RK: I always find that the main challenge is trying to be in sync with your partner. Not only do you both need to know the choreography and have a similar interpretation of the musicality, but you need to be on the same page throughout the pas de deux. There are a few ways that each individual can work towards this goal. For one thing, it is best to be as consistent as possible: by doing each step with the same energy and the same technique each time, you are allowing your partner to know what to expect once you step out on stage. He will always be expecting the same thing from you and will then be able to help you out as much as he can. Also, as Henrik and I have discussed above, communication is key: if you are unable to communicate, your chances of success drop. And finally, giving your all to your partner: making it as easy on him as possible will quickly win him over, allowing him to better support your needs. He has a hard job to do and by helping him out, you give him much more freedom.
HL: Great advice, Rebecca! To be in-sync with your partner makes things look a lot better, alright, but it also helps a lot when it comes to the effort you put in. If both dancers put in the same amount of energy at the same places, that pas de deux is going to look smashing, just because of that! On a more personal basis, I think the biggest challenge in partnering is adapting to your partner. He or she may not be the kind of person you would normally “hang out” with, but with a little effort, and some good-will, it usually works out well. Although you don’t have to be hopelessly in love with your partner for the audience to believe what they see on-stage, it will take them but moments to realize if you do not like your partner at all. And from there, any pas de deux is spoiled, regardless of how well you dance.
A successful pas de deux performance obviously encompasses many elements, and the dancer’s rapport with each other is no exception.
RK: When I watch a pas de deux between dancers who do not relate to each other as they dance, I feel that the choreography losses a very important element. Pas de deux means a “dance for two” and when the two dancers seem to be interested in each other by taking the opportunity to look at each other, their performance is automatically elevated. Often a pas de deux is the dance of two lovers and there is nothing worse than watching two dancers who don’t even look interested in each other. When the man appears attentive to the woman’s needs as she steals brief looks into his eyes, this effect if achieved. The audience should feel as if they are witnessing a private moment, as the dancers are so lost in each other.
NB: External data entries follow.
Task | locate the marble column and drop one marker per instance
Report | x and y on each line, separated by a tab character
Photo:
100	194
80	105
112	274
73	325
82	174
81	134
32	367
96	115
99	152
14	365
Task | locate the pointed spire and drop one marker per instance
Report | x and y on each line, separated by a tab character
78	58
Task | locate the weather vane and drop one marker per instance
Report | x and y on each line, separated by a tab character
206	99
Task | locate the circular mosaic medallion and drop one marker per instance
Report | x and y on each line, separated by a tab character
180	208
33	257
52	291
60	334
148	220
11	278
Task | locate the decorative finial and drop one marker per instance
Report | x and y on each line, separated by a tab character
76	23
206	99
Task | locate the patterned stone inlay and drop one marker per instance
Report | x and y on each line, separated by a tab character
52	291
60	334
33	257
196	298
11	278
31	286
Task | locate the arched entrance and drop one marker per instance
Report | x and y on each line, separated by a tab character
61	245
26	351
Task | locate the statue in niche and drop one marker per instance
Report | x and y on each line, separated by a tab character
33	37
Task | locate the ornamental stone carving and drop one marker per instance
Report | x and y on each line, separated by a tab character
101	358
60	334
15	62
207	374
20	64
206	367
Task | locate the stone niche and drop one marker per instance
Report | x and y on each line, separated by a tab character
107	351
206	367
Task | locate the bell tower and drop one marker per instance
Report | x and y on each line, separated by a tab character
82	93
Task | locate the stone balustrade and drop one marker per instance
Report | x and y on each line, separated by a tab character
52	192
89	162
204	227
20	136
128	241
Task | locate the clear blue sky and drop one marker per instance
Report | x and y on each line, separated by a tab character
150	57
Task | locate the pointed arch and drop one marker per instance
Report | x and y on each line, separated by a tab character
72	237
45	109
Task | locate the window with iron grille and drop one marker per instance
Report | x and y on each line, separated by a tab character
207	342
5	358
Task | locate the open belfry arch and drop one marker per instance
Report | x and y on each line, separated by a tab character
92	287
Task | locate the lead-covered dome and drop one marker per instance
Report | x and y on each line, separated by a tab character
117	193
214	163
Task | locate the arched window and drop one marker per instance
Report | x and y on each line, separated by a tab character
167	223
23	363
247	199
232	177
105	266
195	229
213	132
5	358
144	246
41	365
HL: Couldn’t have said it better myself. Also, eye contact is a great way of keeping present and understanding where your partner’s at. The audience might see an intimate moment, but it is also a tool to understand what and how you can help your partner the best, right at that moment.
RK: Most important is to understand the characters you are portraying. Of course not every pas de deux requires a romantic connection. But in my opinion, a connection of some sort is essential. When two dancers are dancing so close to one another, it is just illogical to not establish some sort of rapport.
Did you like the technical insights we provided in the first post? Here’s another “trick”, but remember, don’t try this at home!
The “Shoulder Sit”
RK: Another quite simple lift, the shoulder sit provides a terrific visual for the audience and has been utilized by choreographers for centuries. For the woman, the most you can do to help the man is to give him a big jump in preparation. Once you have left the ground, it is important to stick out your hips just as you would when sitting on a chair. If you don’t, you will miss the man’s shoulder and end up sliding down his body.